Perhaps a table of efficiency records by date would be an interesting addition? — RJH (talk) 19:34, 1 August 2007 (UTC)

Efficiency	Date	Group
42.8%	July 2007	High Performance Solar Power Program
40.7%	December 2006	Boeing's Spectrolab, Inc.
32.3%	November 1999	National Renewable Energy Laboratory[1]
16.6%	April 1997	AstroPower, Inc.[2]
14.6%	1995	AstroPower, Inc.

There's already a chart published by NREL showing the record laboratory cell efficiencies on the main page. Obviously it doesn't include the very latest, but in time NREL will likely incorporate it. As for your table, the records attributed to Astropower are only records for the specific type of multicrystalline silicon they were using -- even in the mid- to late-'90s, there were commercially produced solar cells getting better efficiencies than those. And that is the crux of the matter when it comes to tabulating record efficiencies: What constitutes a "record"? If you comb the academic literature, you'll find people attaching long chains of qualifiers to their project so they can call it a record (e.g., "record high-efficiency for planar screen-printed solar cells using material X and processed using technique Y"). If such a table is to be included, I would suggest using the categories and figures published a few times a year in the academic journal Progress in Photovoltaics. Of course, that would require somebody with access to the journal to compile and maintain the table (I have access, but no time at the moment), and even though it keeps the number of categories to a minimum you'll still be talking about a lot of page area covered with tables. Considering the questionable value of laboratory efficiency records to anybody but scientists and academics, I think the existing NREL chart does the job just fine.--Squirmymcphee 14:37, 3 August 2007 (UTC)
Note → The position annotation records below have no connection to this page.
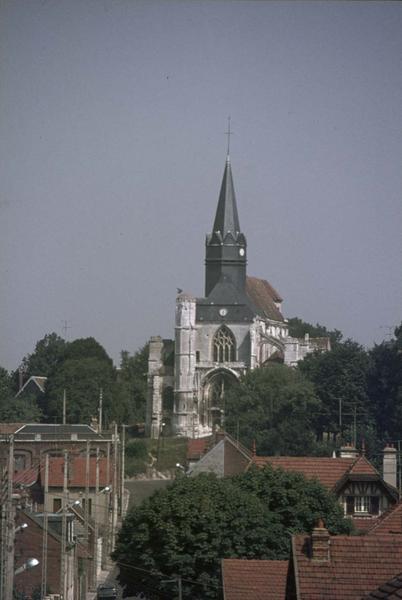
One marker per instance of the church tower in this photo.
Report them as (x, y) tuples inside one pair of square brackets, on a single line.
[(226, 246), (237, 326)]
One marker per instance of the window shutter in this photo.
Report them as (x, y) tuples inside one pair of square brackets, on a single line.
[(350, 505), (375, 505)]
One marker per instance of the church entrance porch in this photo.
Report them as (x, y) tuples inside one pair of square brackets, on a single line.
[(214, 389)]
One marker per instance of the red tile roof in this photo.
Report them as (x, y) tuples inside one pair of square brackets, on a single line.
[(264, 296), (8, 428), (362, 466), (391, 590), (77, 472), (197, 447), (327, 470), (254, 579), (357, 565), (389, 522), (26, 477)]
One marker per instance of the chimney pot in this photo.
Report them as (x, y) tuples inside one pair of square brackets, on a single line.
[(389, 465), (320, 543)]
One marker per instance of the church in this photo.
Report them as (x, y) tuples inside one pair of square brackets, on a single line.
[(237, 326)]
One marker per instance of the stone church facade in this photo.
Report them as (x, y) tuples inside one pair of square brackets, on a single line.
[(237, 326)]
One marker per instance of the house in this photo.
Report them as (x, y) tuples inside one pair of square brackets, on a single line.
[(35, 386), (220, 454), (29, 543), (33, 441), (320, 566), (361, 490), (254, 579)]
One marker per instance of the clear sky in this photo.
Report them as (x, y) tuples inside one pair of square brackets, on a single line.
[(112, 120)]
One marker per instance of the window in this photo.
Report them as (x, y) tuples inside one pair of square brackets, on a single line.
[(56, 504), (362, 505), (83, 502), (224, 346)]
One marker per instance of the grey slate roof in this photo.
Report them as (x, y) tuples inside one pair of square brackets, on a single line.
[(57, 431), (227, 218)]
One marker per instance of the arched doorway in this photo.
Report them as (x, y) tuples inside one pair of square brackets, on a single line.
[(215, 386)]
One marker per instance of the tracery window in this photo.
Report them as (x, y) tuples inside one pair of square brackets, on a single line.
[(224, 346)]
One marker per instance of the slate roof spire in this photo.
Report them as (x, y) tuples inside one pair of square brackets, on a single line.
[(225, 259), (227, 218)]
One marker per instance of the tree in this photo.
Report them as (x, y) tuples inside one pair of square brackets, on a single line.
[(15, 409), (340, 381), (187, 528), (298, 328), (85, 369), (132, 385), (275, 406), (385, 386), (48, 353)]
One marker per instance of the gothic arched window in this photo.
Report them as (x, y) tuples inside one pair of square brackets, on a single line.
[(224, 345)]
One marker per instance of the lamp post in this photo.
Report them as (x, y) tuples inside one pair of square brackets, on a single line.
[(30, 564)]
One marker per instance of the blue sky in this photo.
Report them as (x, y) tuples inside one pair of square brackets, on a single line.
[(112, 120)]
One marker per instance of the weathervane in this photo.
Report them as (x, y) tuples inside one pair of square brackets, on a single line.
[(228, 133)]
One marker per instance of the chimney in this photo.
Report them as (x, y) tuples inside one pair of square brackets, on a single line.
[(389, 465), (348, 451), (320, 542)]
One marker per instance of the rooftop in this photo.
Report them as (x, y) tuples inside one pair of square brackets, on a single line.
[(254, 579)]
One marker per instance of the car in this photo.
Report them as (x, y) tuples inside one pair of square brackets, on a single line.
[(106, 592)]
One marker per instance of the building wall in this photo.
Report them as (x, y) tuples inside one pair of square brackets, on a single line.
[(28, 544)]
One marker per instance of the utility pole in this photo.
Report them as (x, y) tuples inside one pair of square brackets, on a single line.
[(96, 517), (100, 409), (107, 511), (45, 531), (86, 507), (115, 486), (9, 545), (123, 467), (64, 407), (179, 587), (63, 565)]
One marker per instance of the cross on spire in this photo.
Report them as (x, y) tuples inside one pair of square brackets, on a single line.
[(228, 133)]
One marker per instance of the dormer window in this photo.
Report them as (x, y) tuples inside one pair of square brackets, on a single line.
[(362, 505)]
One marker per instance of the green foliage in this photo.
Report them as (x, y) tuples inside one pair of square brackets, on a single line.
[(48, 353), (340, 380), (385, 387), (16, 409), (190, 526), (132, 380), (298, 502), (298, 328), (83, 348), (82, 379), (275, 406), (137, 449)]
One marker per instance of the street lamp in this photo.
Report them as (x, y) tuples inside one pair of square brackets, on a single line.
[(30, 564), (21, 527)]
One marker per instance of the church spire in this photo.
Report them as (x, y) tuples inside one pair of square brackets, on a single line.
[(225, 258), (227, 218)]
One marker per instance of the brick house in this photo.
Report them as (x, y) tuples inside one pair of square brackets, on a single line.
[(33, 441), (29, 544), (361, 490)]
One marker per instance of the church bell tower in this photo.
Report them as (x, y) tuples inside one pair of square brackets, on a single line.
[(226, 246)]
The link that I removed was WP:LINKSPAM as the sole point of the linked to page was to sell a collection of journal articles. Admittedly, a tag of vandalism was a little harsh, but it looked like the link was added by a single purpose account, so ... Burzmali 13:32, 12 September 2007 (UTC)

Hi,

I recently removed a section added by User:Prester John. I will attempt to explain my reasoning. The article that was referenced stated "[Solar panels] may be harming the environment more than convenional sources of energy, according to a study by scientists." The article only states that the scientists are based in Greece, not whom they are, where they published the work, nor any details therein. I removed this to stay in line with WP:VER; As in a scientific context, WP:VER recommends the use of scientific journals when making claims such as this one. (See : WP:VER#Science article in the popular press)

Regards User A1 01:16, 6 November 2007 (UTC)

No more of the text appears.